A Transgender And An Acid Attack Survivor Assist Lok Adalat Bench
December 11th, 2017 / 12:08 PM
In a welcome initiative, transgender and an acid attack victim sat as associate members of Delhi Lok Adalat’s District benches.
Neelmani Tiwari, a transgender and Kamar Jahan, an acid attack survivor sat at Delhi’s Lok Adalat thanks to Acting Chief Justice of the Delhi High Court, Justice Gita Mittal. This achievement adds another feather on her cap as she is known to undertake initiatives to make a more inclusive setting for everyone.
The National Lok Adalat, conducted by the Delhi State Legal Services Authority on Sunday saw Tiwari and Jahan assisted Presiding Officer Sushant Changotra and Judicial Officer Namrata Aggarwal to dispose of matters of civil nature under Section 138 of the Negotiable Instruments Act.
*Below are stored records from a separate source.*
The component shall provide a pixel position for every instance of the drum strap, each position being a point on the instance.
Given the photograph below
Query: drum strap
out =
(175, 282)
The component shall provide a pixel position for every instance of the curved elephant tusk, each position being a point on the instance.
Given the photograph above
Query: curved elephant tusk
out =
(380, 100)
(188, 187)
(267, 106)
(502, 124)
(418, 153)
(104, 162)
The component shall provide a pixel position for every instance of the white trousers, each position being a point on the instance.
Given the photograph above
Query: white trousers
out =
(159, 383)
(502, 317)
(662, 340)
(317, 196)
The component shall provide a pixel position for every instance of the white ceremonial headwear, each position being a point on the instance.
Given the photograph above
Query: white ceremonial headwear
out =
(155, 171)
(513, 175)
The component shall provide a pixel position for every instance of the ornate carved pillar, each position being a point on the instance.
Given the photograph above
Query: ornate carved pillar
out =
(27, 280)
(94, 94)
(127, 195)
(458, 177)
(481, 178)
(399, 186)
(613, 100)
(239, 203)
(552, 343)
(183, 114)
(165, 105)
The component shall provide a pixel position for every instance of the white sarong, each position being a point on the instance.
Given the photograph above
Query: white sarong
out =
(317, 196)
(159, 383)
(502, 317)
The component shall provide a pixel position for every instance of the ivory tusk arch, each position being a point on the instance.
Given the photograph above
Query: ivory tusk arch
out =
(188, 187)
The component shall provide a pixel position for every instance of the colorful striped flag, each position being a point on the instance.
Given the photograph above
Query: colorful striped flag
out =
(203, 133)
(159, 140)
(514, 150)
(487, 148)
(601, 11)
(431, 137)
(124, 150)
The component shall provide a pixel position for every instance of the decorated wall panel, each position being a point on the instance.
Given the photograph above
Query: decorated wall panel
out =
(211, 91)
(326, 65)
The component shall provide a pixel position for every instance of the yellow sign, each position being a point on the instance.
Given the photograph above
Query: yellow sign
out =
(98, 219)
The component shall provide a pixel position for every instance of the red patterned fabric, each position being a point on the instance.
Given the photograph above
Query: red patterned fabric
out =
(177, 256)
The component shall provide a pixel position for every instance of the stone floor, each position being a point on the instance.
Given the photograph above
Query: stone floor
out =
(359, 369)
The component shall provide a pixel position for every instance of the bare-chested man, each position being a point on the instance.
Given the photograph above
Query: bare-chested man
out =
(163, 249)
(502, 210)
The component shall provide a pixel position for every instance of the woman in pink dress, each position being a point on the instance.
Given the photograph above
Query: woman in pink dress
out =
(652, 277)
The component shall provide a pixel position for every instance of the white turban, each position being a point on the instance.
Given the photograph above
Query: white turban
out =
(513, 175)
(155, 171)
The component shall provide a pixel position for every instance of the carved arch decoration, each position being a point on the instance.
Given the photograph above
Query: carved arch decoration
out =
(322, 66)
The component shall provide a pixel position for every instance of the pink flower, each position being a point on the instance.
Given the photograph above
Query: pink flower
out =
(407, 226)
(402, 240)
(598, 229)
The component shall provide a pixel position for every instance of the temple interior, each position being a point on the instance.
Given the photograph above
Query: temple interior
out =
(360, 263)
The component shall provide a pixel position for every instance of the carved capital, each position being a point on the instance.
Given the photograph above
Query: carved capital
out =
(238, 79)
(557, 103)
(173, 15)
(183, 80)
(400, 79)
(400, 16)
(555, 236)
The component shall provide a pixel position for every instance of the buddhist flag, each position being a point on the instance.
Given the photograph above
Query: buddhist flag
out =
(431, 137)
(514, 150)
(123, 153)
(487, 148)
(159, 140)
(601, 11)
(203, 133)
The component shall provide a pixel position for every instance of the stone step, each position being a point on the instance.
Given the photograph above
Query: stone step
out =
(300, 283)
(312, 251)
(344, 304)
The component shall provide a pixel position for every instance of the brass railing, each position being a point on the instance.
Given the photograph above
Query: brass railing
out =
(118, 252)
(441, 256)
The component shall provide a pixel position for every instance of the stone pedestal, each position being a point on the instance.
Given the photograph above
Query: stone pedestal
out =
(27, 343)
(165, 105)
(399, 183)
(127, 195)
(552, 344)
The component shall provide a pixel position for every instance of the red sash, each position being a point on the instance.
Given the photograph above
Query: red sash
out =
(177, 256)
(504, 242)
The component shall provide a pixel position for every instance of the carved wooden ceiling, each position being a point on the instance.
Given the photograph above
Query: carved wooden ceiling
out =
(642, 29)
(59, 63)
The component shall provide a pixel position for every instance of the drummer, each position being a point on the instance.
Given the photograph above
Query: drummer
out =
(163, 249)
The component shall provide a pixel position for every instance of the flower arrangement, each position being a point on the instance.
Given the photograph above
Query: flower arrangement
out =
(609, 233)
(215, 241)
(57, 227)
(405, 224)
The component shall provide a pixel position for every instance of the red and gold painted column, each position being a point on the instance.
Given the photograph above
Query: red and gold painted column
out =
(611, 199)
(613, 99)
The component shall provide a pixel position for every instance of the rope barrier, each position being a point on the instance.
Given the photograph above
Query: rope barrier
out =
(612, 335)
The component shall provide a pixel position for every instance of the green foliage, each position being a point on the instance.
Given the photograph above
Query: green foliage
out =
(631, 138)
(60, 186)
According to Live Law, Delhi State Legal Services Authority said: “The idea to include them in Lok Adalat benches is to ensure the empowerment of these sections of the society and to send the message that they can contribute equally in every sphere of national life.”
The Lok Adalats were held for all civil, criminal, motor accident claim tribunal matters which have an element of settlement in them.
Nearly 16,193 cases were disposed of about different legislation and pre-legislation amounting to Rs. 52 crores. The Lok Adalats organized in District Consumer Forums saw 123 cases getting settled and a settlement amount of Rs 1.76 crore. Both pre-litigation and pending cases were taken up.
A few months earlier
On September 2017, five acid attack survivors and a transgender secured jobs with the Delhi High Court when their plight was brought in the notice of Justice Gita Mittal by the Delhi State Legal Services Authority (DSLSA).
The familiar chord stringing them together was that they were all considered social outcasts. Their pursuit of a job mostly went unanswered as they were either not accepted because of gender or were considered handicap because of being an acid attack survivor.
Neelmani Tiwari, a transgender was more than delighted to part of Delhi’s Lok Adalat. Her story began when her family refused to acknowledge her gender, and she left her house to fend for herself. She now has a Masters in Social work and also works with an NGO called Basera. Even though she was qualified for a job, she would face discrimination for her identity.
Kamar Jahan had acid thrown at her by her husband, six months into their divorce. She tried her luck with reality shows but was overwhelmed when she got the job with the Delhi High Court.
The Logical Indian appreciates the move and hopes that other government institutions too, extend support to the discriminated and marginalised section of the society to help with their upliftment.